Gaoshan Cha (高山茶) — „Hochlandtee“: taiwanische Oolongs von Plantagen über tausend Metern Höhe. Kühle und Nebel verlangsamen das Blattwachstum und ergeben einen dichten, cremigen, süßen Geschmack.

Gaoshan — „hoher Berg“ — ist auf Taiwan keine Poesie, sondern eine Kategorie: Als Hochlandtee gilt Tee von Plantagen oberhalb von etwa tausend Metern. In dieser Höhe ist es kühl, die Differenz zwischen Tages- und Nachttemperaturen ist groß, und die Hänge stehen den halben Tag in Wolken. Das Blatt wächst langsam und sammelt dabei Aminosäuren und Zucker, während gestreutes Licht und Nebel die tanninige Schärfe mildern. Das Ergebnis in der Tasse ist die charakteristische Hochland-Cremigkeit: ein dichter, buttriger Aufguss, Blüten, frisches Grün, eine lange kühle Süße.

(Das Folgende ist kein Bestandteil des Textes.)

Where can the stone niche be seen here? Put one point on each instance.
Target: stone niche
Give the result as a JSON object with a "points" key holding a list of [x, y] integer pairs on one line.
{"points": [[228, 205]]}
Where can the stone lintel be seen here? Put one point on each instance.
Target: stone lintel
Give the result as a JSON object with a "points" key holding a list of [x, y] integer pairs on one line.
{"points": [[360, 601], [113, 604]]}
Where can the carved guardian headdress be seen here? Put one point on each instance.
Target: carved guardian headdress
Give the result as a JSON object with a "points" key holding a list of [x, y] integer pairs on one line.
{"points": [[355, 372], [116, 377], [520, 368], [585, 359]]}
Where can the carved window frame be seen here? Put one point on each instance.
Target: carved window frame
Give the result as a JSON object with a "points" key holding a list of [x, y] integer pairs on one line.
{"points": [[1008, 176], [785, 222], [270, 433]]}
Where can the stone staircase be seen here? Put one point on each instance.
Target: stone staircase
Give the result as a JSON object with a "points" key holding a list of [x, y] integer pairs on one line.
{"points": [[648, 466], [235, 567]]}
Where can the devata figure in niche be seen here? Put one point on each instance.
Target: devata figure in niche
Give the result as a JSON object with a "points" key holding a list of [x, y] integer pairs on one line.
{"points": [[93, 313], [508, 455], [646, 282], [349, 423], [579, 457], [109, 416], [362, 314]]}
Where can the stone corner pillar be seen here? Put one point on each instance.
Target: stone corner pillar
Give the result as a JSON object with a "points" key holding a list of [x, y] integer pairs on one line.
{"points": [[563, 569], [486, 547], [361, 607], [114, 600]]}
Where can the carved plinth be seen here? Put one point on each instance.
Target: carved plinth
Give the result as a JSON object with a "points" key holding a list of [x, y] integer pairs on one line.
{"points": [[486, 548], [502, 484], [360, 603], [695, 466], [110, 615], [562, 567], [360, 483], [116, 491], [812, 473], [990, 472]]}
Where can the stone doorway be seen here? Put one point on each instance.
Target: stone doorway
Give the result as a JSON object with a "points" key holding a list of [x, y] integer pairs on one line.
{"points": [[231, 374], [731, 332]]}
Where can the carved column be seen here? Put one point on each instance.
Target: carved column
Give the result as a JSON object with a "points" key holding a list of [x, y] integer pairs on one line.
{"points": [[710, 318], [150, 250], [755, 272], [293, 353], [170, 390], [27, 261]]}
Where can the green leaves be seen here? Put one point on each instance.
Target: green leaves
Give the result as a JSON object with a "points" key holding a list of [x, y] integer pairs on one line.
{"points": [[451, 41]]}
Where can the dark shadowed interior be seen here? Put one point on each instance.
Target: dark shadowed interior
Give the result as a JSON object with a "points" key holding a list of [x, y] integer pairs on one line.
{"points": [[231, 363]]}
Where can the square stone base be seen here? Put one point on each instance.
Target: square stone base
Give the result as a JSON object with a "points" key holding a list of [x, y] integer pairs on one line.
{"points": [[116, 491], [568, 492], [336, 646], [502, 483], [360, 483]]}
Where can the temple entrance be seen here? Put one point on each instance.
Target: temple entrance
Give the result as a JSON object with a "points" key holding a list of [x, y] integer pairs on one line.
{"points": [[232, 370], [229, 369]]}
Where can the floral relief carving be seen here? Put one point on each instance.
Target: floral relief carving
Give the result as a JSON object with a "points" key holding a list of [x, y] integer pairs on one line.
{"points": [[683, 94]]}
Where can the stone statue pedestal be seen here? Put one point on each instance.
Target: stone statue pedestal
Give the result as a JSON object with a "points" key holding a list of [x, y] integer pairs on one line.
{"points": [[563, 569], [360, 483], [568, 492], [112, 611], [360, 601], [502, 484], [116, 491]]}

Die Klassiker des Genres sind schwach oxidierte, zu Kugeln gerollte Oolongs: Alishan mit seiner weichen blumigen Cremigkeit und Lishan von den höchsten kommerziellen Plantagen der Insel, klingend vor alpiner Reinheit. Daneben steht Dong Ding — der historische Vorfahre der taiwanischen Oolong-Tradition von niedrigeren Bergen, stärker geröstet und wärmer: Der Vergleich des Dong Ding mit seinen Hochlandbrüdern ist die beste Lektion darüber, was die Höhe mit dem Geschmack macht. Im Grunde ist Gaoshan das Terroir, in die Vertikale erhoben.

Für die Praxis ist ein Maß an Skepsis nützlich: Die „Hochlandherkunft“ wurde zum Marketingmagneten, und das Wort „Gaoshan“ auf der Packung garantiert für sich genommen nichts — achten Sie auf den konkreten Berg und die Ernte. Diese Oolongs gießt man am besten mit Wasser knapp unter dem Siedepunkt und in kurzen Aufgüssen auf: Ihre Stärke ist die zarte cremige Aromatik, die sich leicht verbrühen lässt. Und geben Sie den gerollten Kugeln ein, zwei Aufgüsse zum Öffnen: Gaoshan beginnt ab dem zweiten Aufguss mit voller Stimme zu sprechen.